I arrived with friends just before the performance started at 7pm. The audience was building as Rosie and Guilherme continued scarring and marking a performative path in the white flour that had been scattered on the floor. A mirror ball scattered mirrored light across the space, making an ironic statement against the fact there was no music, only an audio soundtrack that was playing loud…a recorded male vocal repeating the phrase “ladies and gentlemen, how long will they last?”, said over and over and over again. It was a little like water torture, or it could be seen as, but to me, ended up fading into the background as I became fixated by the audience’s reactions to the performance…I wanted to know how other people felt as the situation replayed, as anxiety and tension started to build, as the performance came to its 8pm crescendo. Closer to its finish, four musicians that had been standing on the sidelines all evening suddenly joined in, adding further aural atmosphere…further chaos to the dancing. Members of the audience then stood up revealing themselves as hidden members of a choir that then began to sing in sync “ladies and gentlemen, how long will they last?”. As the performance finished, bang on 8pm, you felt relief for Rosie and Guilherme…and a little for the audience. The pain was over. Or was it? This piece was incredibly articulate and considered, making a huge impact on, I felt, so many that night, raising questions as to how much effort we put into our daily lives and the pressures we put on ourselves and that surround us…can we fight and push ourselves just a little bit harder? And can we support each other more through the battles we individually endure?
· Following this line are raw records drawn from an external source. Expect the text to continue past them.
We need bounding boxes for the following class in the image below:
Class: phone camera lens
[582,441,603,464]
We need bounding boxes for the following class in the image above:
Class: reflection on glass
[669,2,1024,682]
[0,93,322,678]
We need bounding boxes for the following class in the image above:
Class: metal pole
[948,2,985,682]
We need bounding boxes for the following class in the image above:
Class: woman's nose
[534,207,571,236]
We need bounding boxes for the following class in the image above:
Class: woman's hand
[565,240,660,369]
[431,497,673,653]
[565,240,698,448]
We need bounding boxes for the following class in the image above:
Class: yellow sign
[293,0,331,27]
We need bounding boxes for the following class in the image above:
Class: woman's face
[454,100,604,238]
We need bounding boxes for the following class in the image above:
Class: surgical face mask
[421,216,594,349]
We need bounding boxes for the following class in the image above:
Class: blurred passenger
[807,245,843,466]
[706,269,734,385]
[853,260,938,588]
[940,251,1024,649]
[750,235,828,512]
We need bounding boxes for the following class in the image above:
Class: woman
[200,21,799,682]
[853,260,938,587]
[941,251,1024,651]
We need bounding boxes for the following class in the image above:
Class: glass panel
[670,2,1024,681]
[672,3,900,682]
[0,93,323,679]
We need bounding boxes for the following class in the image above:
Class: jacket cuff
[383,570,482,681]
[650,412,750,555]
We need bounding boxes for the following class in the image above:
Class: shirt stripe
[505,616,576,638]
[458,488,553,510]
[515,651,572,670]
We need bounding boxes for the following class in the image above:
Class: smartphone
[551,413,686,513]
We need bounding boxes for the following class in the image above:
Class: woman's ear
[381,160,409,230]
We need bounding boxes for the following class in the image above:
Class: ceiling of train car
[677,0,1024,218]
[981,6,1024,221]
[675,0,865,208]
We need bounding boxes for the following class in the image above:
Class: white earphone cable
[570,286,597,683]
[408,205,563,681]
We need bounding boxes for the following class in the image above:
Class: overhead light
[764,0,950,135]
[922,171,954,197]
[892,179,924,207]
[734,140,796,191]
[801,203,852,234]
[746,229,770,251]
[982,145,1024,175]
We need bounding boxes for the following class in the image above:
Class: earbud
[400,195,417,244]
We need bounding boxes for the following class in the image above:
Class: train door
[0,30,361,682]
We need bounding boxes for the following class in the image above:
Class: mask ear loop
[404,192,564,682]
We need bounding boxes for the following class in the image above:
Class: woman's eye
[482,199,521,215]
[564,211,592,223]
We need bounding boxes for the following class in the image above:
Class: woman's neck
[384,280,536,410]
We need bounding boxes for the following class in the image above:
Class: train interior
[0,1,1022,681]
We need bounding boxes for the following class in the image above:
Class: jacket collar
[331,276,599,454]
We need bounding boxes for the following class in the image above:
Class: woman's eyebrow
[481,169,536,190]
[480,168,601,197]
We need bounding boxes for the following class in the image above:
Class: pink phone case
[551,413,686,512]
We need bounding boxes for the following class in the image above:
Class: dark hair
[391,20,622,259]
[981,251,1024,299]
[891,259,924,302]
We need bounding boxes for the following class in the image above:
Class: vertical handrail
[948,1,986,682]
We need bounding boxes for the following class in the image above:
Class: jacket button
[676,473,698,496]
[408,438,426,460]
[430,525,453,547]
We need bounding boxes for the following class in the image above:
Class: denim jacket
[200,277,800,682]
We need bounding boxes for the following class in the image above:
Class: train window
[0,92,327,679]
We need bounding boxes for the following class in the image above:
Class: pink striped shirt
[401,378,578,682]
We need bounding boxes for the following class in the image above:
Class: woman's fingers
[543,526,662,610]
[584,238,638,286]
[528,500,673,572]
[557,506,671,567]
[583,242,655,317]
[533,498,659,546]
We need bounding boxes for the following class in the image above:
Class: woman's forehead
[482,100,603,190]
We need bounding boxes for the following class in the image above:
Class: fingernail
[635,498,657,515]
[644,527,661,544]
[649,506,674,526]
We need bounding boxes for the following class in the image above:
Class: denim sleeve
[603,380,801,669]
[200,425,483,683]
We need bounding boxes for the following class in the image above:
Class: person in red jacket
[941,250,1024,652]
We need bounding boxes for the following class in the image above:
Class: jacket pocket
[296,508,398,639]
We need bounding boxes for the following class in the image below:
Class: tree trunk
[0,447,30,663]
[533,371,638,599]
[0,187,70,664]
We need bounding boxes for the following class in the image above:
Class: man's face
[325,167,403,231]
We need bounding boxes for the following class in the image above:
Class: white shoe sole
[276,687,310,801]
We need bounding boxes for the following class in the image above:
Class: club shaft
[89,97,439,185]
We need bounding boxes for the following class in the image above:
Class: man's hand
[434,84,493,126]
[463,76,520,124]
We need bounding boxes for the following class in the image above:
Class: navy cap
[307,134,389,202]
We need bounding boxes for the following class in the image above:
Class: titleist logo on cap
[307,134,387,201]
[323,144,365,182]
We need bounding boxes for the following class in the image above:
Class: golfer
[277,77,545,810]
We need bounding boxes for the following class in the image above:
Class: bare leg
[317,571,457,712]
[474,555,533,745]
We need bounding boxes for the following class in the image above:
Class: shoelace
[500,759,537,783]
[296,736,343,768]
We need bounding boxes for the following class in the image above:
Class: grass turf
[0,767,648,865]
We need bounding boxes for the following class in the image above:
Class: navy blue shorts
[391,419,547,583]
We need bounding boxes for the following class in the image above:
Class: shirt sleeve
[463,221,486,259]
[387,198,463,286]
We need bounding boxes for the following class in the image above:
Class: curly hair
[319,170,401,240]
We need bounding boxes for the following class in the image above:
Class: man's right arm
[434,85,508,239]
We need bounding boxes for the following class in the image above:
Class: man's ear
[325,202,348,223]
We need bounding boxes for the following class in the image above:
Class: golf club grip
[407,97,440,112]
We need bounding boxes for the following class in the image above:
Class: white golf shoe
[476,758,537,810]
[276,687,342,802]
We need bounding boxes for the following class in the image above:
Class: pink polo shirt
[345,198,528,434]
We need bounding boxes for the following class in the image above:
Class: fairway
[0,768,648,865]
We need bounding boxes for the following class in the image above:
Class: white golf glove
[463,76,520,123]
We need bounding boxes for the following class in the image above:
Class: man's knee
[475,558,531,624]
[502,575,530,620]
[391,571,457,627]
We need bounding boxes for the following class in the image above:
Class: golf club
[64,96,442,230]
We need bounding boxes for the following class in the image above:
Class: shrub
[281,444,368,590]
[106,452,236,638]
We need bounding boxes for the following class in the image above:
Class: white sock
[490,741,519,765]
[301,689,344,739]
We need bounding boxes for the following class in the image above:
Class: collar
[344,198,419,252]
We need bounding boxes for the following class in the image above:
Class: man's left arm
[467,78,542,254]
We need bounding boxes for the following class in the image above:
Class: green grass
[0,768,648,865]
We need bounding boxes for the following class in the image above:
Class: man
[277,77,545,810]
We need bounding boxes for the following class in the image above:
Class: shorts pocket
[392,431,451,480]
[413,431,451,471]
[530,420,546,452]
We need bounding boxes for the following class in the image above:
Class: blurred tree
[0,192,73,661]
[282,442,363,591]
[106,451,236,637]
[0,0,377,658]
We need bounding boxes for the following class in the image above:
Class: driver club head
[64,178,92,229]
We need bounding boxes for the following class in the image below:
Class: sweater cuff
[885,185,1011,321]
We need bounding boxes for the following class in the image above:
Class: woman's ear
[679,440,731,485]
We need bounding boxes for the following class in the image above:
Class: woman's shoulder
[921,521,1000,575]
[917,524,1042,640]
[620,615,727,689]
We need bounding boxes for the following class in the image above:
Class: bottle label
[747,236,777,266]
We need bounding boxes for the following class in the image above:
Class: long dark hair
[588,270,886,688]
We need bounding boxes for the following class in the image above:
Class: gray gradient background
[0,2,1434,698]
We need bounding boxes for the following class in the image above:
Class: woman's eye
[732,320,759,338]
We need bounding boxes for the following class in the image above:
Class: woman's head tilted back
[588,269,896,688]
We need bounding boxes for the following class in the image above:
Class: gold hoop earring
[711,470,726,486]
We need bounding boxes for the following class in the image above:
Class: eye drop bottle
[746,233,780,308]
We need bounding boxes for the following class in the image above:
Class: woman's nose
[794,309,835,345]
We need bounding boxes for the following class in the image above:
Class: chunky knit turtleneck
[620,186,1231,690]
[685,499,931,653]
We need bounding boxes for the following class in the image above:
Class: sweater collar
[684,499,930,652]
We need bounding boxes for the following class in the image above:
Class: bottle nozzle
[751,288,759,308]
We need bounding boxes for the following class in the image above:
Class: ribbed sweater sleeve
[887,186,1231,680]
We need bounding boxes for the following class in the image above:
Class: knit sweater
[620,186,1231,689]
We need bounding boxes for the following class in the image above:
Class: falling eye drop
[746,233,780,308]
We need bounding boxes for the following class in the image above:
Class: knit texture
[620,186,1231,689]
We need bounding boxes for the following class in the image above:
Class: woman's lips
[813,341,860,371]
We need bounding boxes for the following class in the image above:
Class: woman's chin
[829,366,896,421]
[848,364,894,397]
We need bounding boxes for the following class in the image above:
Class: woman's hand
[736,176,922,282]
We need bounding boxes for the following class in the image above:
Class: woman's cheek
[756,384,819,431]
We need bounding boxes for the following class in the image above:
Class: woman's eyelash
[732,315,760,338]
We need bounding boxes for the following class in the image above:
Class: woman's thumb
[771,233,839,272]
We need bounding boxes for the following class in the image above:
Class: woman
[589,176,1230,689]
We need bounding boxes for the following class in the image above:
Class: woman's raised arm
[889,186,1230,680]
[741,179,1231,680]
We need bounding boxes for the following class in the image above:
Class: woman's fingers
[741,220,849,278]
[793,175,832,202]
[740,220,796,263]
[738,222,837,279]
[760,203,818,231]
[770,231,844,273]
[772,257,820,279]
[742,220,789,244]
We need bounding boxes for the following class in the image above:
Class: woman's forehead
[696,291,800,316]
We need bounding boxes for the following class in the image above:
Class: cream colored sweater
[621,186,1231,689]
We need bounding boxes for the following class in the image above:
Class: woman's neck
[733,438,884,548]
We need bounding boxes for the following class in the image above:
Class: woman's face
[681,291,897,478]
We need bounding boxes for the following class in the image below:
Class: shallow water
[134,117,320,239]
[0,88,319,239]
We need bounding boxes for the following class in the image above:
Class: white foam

Yasmeen Baig-Clifford, co-founder, saw it as a very serious commission “but the title is slightly tongue-in-cheek as well. It’s a question to ourselves to a certain extent.” That Friday night was the first in a series of ’33 REVOLUTIONS’, an eight-month programme that asks the question – can art and culture be a catalyst for social change? The funny thing is since the event, I have heard so many creatives in Birmingham talk about the other REVOLUTIONS…#4…#23…#2…saying shhhhh at the same time. And so it continues…to the next 32…

Ladies and Gentlemen 1

Ladies and Gentlemen 2

Ladies and Gentlemen 3

Ladies and Gentlemen 4

Ladies and Gentlemen 5

Ladies and Gentlemen 6

Ladies and Gentlemen 7

1 Comment

  1. A thorough review of an important event.

    As the night wore on, “Ladies and gentlemen, how long will they last?!” seemed to apply to the dancers, the audience, the artist and ultimately Vivid themselves.

    Congratulations all on the most complete piece of art I’ve seen in a long time.